I continue here to offer some free instruction in economics to a second cousin of mine.

Prentiss:

I want to say more, in addition to this earlier reply, in response to this Facebook comment of yours:

I will gladly pay more for prescription drugs that are made in the US, not China. Actually, I will happily pay more for jeans, auto parts and most of the other stuff that in my lifetime was produced domestically. I would happily pay more to see all the dead towns in America come to life again, towns who died when its industry was “GLOBALIZED”. I will pay more to buy products from anywhere the leadership, unlike the CCP isn’t devoted to destroying America and the West.

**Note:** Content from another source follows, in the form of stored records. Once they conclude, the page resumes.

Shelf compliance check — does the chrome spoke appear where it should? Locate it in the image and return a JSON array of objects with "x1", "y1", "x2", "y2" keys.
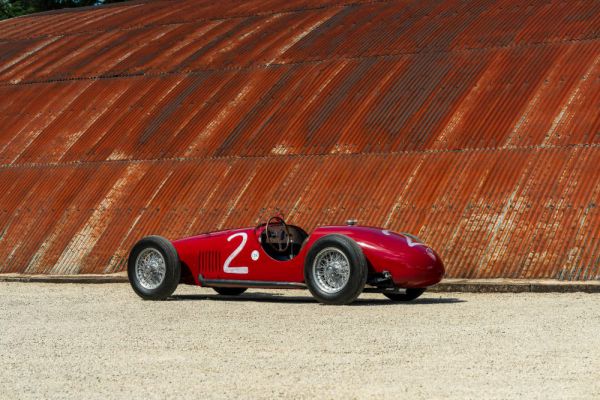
[{"x1": 135, "y1": 247, "x2": 167, "y2": 290}]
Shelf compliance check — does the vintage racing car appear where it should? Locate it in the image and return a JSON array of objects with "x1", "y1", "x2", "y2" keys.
[{"x1": 127, "y1": 216, "x2": 444, "y2": 304}]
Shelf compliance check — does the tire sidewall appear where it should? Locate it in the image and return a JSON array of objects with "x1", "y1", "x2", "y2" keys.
[
  {"x1": 304, "y1": 234, "x2": 368, "y2": 304},
  {"x1": 127, "y1": 236, "x2": 181, "y2": 300}
]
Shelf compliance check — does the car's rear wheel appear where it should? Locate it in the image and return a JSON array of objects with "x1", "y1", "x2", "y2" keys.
[
  {"x1": 213, "y1": 288, "x2": 246, "y2": 296},
  {"x1": 383, "y1": 288, "x2": 425, "y2": 301},
  {"x1": 304, "y1": 234, "x2": 368, "y2": 304},
  {"x1": 127, "y1": 236, "x2": 181, "y2": 300}
]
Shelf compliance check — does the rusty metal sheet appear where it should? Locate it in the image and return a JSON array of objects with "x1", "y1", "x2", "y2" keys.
[{"x1": 0, "y1": 0, "x2": 600, "y2": 280}]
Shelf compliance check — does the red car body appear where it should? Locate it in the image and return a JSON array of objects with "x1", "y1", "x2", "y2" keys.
[{"x1": 171, "y1": 225, "x2": 445, "y2": 288}]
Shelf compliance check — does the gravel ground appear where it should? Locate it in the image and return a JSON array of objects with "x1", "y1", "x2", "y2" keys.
[{"x1": 0, "y1": 283, "x2": 600, "y2": 399}]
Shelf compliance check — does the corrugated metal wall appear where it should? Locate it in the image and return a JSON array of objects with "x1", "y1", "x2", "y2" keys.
[{"x1": 0, "y1": 0, "x2": 600, "y2": 280}]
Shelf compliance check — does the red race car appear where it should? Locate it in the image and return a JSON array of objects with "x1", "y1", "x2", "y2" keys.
[{"x1": 127, "y1": 216, "x2": 444, "y2": 304}]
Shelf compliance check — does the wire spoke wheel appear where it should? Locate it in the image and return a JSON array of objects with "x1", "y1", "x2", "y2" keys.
[
  {"x1": 135, "y1": 247, "x2": 167, "y2": 290},
  {"x1": 313, "y1": 247, "x2": 350, "y2": 293}
]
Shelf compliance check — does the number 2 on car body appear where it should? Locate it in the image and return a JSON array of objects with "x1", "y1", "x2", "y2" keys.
[{"x1": 223, "y1": 232, "x2": 248, "y2": 274}]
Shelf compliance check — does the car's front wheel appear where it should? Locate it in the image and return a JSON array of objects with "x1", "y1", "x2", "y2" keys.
[
  {"x1": 127, "y1": 236, "x2": 181, "y2": 300},
  {"x1": 213, "y1": 287, "x2": 246, "y2": 296},
  {"x1": 383, "y1": 288, "x2": 425, "y2": 301},
  {"x1": 304, "y1": 234, "x2": 368, "y2": 304}
]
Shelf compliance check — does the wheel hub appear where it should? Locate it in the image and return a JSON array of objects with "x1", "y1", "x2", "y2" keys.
[{"x1": 313, "y1": 247, "x2": 350, "y2": 293}]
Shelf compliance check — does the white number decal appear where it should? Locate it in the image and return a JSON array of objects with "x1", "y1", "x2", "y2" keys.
[{"x1": 223, "y1": 232, "x2": 248, "y2": 274}]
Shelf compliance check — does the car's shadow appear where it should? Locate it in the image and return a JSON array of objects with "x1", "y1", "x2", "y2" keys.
[{"x1": 168, "y1": 292, "x2": 466, "y2": 306}]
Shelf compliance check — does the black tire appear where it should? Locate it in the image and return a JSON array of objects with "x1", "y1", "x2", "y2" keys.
[
  {"x1": 383, "y1": 288, "x2": 425, "y2": 301},
  {"x1": 304, "y1": 234, "x2": 368, "y2": 305},
  {"x1": 127, "y1": 236, "x2": 181, "y2": 300},
  {"x1": 213, "y1": 287, "x2": 246, "y2": 296}
]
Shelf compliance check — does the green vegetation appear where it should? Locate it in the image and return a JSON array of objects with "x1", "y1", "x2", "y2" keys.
[{"x1": 0, "y1": 0, "x2": 123, "y2": 19}]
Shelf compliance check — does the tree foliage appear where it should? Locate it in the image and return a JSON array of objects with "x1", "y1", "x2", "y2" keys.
[{"x1": 0, "y1": 0, "x2": 123, "y2": 19}]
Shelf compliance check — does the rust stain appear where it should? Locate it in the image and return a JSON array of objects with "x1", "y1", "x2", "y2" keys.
[{"x1": 0, "y1": 0, "x2": 600, "y2": 280}]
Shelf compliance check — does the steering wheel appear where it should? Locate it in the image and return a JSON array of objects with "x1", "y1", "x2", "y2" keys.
[{"x1": 265, "y1": 216, "x2": 290, "y2": 253}]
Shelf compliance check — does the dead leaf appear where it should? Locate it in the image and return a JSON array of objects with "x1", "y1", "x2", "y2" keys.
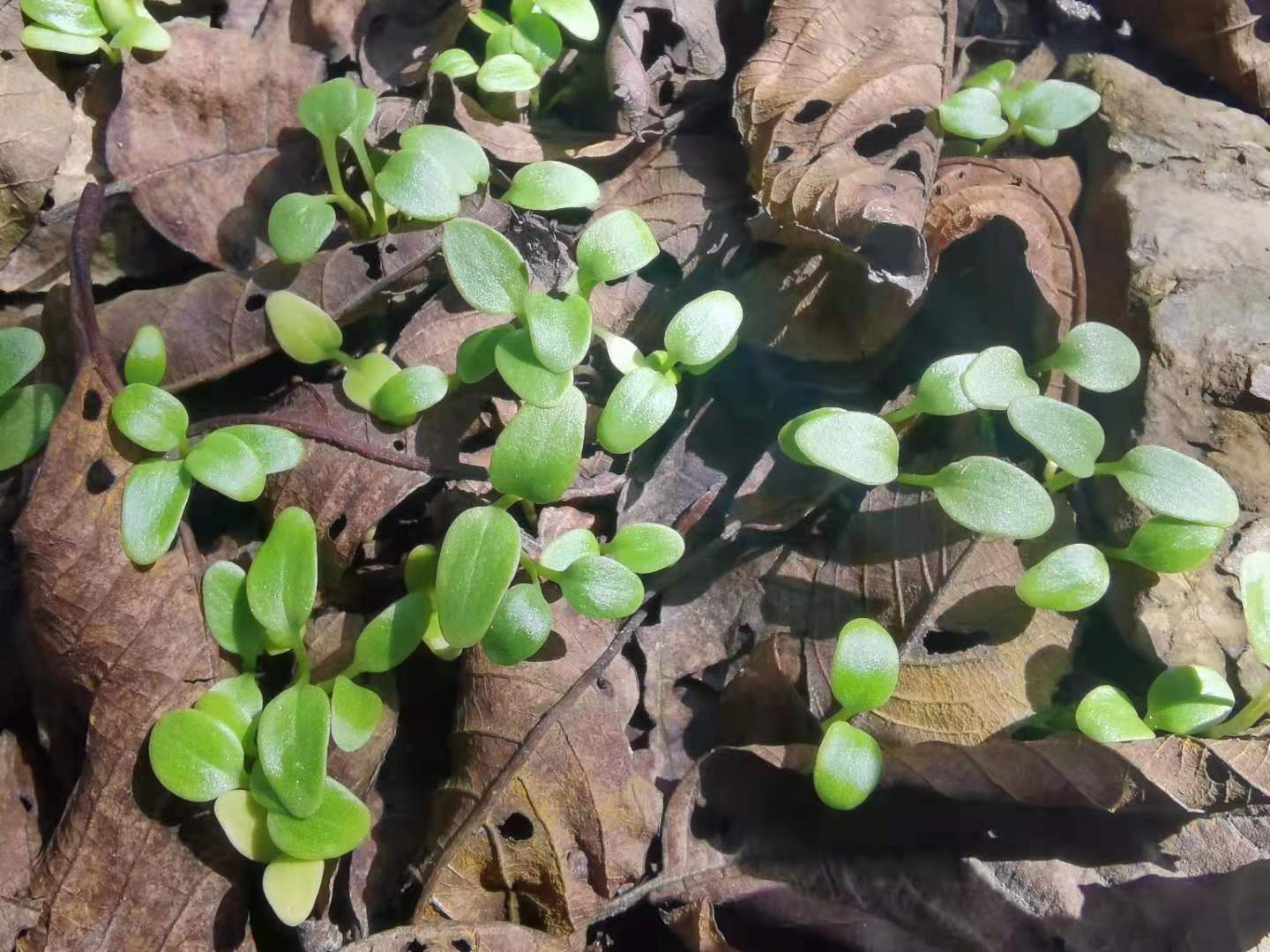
[
  {"x1": 0, "y1": 0, "x2": 74, "y2": 265},
  {"x1": 106, "y1": 26, "x2": 324, "y2": 269},
  {"x1": 1105, "y1": 0, "x2": 1270, "y2": 113},
  {"x1": 415, "y1": 612, "x2": 661, "y2": 935},
  {"x1": 733, "y1": 0, "x2": 956, "y2": 306}
]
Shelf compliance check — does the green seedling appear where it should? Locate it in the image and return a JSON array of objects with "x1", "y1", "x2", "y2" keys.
[
  {"x1": 0, "y1": 328, "x2": 66, "y2": 470},
  {"x1": 938, "y1": 60, "x2": 1102, "y2": 155},
  {"x1": 19, "y1": 0, "x2": 171, "y2": 63}
]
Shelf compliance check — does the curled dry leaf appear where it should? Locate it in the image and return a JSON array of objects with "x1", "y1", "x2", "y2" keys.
[
  {"x1": 415, "y1": 602, "x2": 661, "y2": 935},
  {"x1": 1103, "y1": 0, "x2": 1270, "y2": 113},
  {"x1": 106, "y1": 26, "x2": 324, "y2": 269},
  {"x1": 733, "y1": 0, "x2": 956, "y2": 306}
]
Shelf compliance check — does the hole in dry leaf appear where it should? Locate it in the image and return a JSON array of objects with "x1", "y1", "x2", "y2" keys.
[
  {"x1": 794, "y1": 99, "x2": 829, "y2": 122},
  {"x1": 497, "y1": 813, "x2": 534, "y2": 843},
  {"x1": 84, "y1": 459, "x2": 115, "y2": 496},
  {"x1": 852, "y1": 109, "x2": 926, "y2": 159}
]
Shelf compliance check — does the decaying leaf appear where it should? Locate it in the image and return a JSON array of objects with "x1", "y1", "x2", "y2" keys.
[
  {"x1": 0, "y1": 0, "x2": 74, "y2": 265},
  {"x1": 733, "y1": 0, "x2": 956, "y2": 305},
  {"x1": 106, "y1": 26, "x2": 323, "y2": 271},
  {"x1": 415, "y1": 602, "x2": 661, "y2": 935},
  {"x1": 1103, "y1": 0, "x2": 1270, "y2": 113}
]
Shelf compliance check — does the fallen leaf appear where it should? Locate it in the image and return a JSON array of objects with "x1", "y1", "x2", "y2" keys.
[
  {"x1": 0, "y1": 0, "x2": 74, "y2": 265},
  {"x1": 1105, "y1": 0, "x2": 1270, "y2": 113},
  {"x1": 106, "y1": 26, "x2": 324, "y2": 271},
  {"x1": 733, "y1": 0, "x2": 956, "y2": 306}
]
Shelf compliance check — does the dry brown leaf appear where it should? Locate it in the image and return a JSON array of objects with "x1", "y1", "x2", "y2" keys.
[
  {"x1": 415, "y1": 602, "x2": 661, "y2": 935},
  {"x1": 1102, "y1": 0, "x2": 1270, "y2": 112},
  {"x1": 0, "y1": 0, "x2": 74, "y2": 265},
  {"x1": 733, "y1": 0, "x2": 956, "y2": 306},
  {"x1": 106, "y1": 26, "x2": 324, "y2": 269}
]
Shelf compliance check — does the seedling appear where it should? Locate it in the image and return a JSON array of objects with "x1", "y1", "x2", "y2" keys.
[
  {"x1": 0, "y1": 328, "x2": 66, "y2": 470},
  {"x1": 20, "y1": 0, "x2": 171, "y2": 63},
  {"x1": 1076, "y1": 552, "x2": 1270, "y2": 744},
  {"x1": 428, "y1": 0, "x2": 600, "y2": 103},
  {"x1": 811, "y1": 618, "x2": 900, "y2": 810},
  {"x1": 780, "y1": 324, "x2": 1238, "y2": 612},
  {"x1": 938, "y1": 60, "x2": 1102, "y2": 155},
  {"x1": 110, "y1": 328, "x2": 305, "y2": 565}
]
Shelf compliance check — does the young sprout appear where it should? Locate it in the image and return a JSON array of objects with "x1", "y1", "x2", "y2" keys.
[{"x1": 0, "y1": 328, "x2": 66, "y2": 470}]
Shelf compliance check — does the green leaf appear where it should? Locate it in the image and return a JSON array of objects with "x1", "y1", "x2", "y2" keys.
[
  {"x1": 212, "y1": 790, "x2": 278, "y2": 863},
  {"x1": 18, "y1": 26, "x2": 101, "y2": 56},
  {"x1": 268, "y1": 777, "x2": 370, "y2": 859},
  {"x1": 595, "y1": 367, "x2": 679, "y2": 453},
  {"x1": 1239, "y1": 552, "x2": 1270, "y2": 666},
  {"x1": 829, "y1": 618, "x2": 900, "y2": 718},
  {"x1": 503, "y1": 160, "x2": 600, "y2": 212},
  {"x1": 781, "y1": 407, "x2": 900, "y2": 487},
  {"x1": 915, "y1": 354, "x2": 978, "y2": 416},
  {"x1": 940, "y1": 87, "x2": 1010, "y2": 139},
  {"x1": 961, "y1": 346, "x2": 1040, "y2": 410},
  {"x1": 455, "y1": 324, "x2": 516, "y2": 383},
  {"x1": 370, "y1": 364, "x2": 450, "y2": 427},
  {"x1": 0, "y1": 328, "x2": 44, "y2": 395},
  {"x1": 1019, "y1": 80, "x2": 1102, "y2": 130},
  {"x1": 428, "y1": 47, "x2": 480, "y2": 78},
  {"x1": 1015, "y1": 543, "x2": 1111, "y2": 612},
  {"x1": 216, "y1": 423, "x2": 305, "y2": 475},
  {"x1": 480, "y1": 583, "x2": 554, "y2": 666},
  {"x1": 666, "y1": 291, "x2": 742, "y2": 366},
  {"x1": 437, "y1": 507, "x2": 520, "y2": 647},
  {"x1": 575, "y1": 208, "x2": 661, "y2": 286},
  {"x1": 123, "y1": 324, "x2": 168, "y2": 390},
  {"x1": 932, "y1": 456, "x2": 1054, "y2": 539},
  {"x1": 539, "y1": 529, "x2": 600, "y2": 572},
  {"x1": 330, "y1": 674, "x2": 384, "y2": 753},
  {"x1": 110, "y1": 383, "x2": 190, "y2": 453},
  {"x1": 202, "y1": 561, "x2": 265, "y2": 667},
  {"x1": 0, "y1": 383, "x2": 66, "y2": 470},
  {"x1": 494, "y1": 328, "x2": 572, "y2": 407},
  {"x1": 489, "y1": 387, "x2": 586, "y2": 504},
  {"x1": 1076, "y1": 684, "x2": 1155, "y2": 744},
  {"x1": 119, "y1": 459, "x2": 194, "y2": 565},
  {"x1": 557, "y1": 556, "x2": 644, "y2": 618},
  {"x1": 1108, "y1": 445, "x2": 1239, "y2": 528},
  {"x1": 1005, "y1": 396, "x2": 1106, "y2": 479},
  {"x1": 246, "y1": 507, "x2": 318, "y2": 643},
  {"x1": 600, "y1": 522, "x2": 684, "y2": 575},
  {"x1": 344, "y1": 589, "x2": 431, "y2": 678},
  {"x1": 525, "y1": 292, "x2": 591, "y2": 373},
  {"x1": 269, "y1": 191, "x2": 335, "y2": 264},
  {"x1": 260, "y1": 856, "x2": 326, "y2": 926},
  {"x1": 1143, "y1": 664, "x2": 1235, "y2": 735},
  {"x1": 441, "y1": 219, "x2": 529, "y2": 314},
  {"x1": 265, "y1": 291, "x2": 344, "y2": 363},
  {"x1": 539, "y1": 0, "x2": 600, "y2": 40},
  {"x1": 20, "y1": 0, "x2": 107, "y2": 37},
  {"x1": 401, "y1": 124, "x2": 489, "y2": 196},
  {"x1": 185, "y1": 430, "x2": 265, "y2": 502},
  {"x1": 961, "y1": 60, "x2": 1015, "y2": 95},
  {"x1": 1039, "y1": 321, "x2": 1142, "y2": 393},
  {"x1": 150, "y1": 709, "x2": 246, "y2": 804},
  {"x1": 1106, "y1": 516, "x2": 1226, "y2": 574},
  {"x1": 476, "y1": 53, "x2": 539, "y2": 93},
  {"x1": 811, "y1": 721, "x2": 883, "y2": 810},
  {"x1": 255, "y1": 683, "x2": 330, "y2": 822},
  {"x1": 375, "y1": 148, "x2": 459, "y2": 222},
  {"x1": 341, "y1": 350, "x2": 401, "y2": 410},
  {"x1": 296, "y1": 76, "x2": 358, "y2": 142}
]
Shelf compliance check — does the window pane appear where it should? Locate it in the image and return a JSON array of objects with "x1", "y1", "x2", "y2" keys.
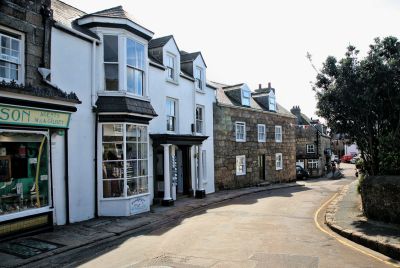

If you pay more for American-made jeans and auto parts, what will you pay less for? How do you know that the extra dollars that you pay for a pair of American-made jeans will not cause you to pay less for, say, an American-served restaurant meal or American-grown oranges? If that’s the result, you might save a job for an American in a textile mill, but you’ll thereby destroy a job for a worker in an American restaurant-supply company or on an American orange grove. Do you think that the American textile worker is more entitled to keep his or her current job than is either of these other American workers?

You’ll respond that you’ll ensure that the items on which you reduce your spending are imports. Achieving this outcome is much harder than you likely suppose, but even if you successfully do so, your choosing to pay more for American-made products simply because they’re American-made will destroy other American jobs no less surely than if you reduce your spending on American restaurant meals and oranges.

Foreigners don’t sell us things because they want to accumulate monochrome portraits of dead American statesmen. They sell us things for the same reason that we sell us things: we want to purchase other things in return. If you spend fewer dollars on, say, Malaysian-made jeans or on Canadian-made auto parts, Malaysians and Canadians will have fewer U.S. dollars. They will then buy fewer American exports and invest less in the U.S. Because foreigners’ purchases of American exports, and foreigners’ investments in the U.S., create American jobs, your choosing to spend more on American-made products will indeed save some American jobs but only by destroying other American jobs.

Can you justify saving the job of the textile worker in South Carolina given that doing so destroys the job of the machine-tool worker in Alabama?

You are and ought to be free to spend your money in whatever peaceful ways you choose, and for whatever reasons you find compelling. (This sentiment, note, is rejected by Pres. Trump and other protectionists.) But this freedom doesn’t change economic reality: Spending more dollars to save jobs in American industries A, B, and C will inevitably destroy particular jobs in American industries X, Y, and Z. The fact that the latter are invisible to economically untrained eyes does not make them less real.

In a third email I’ll answer your point about China.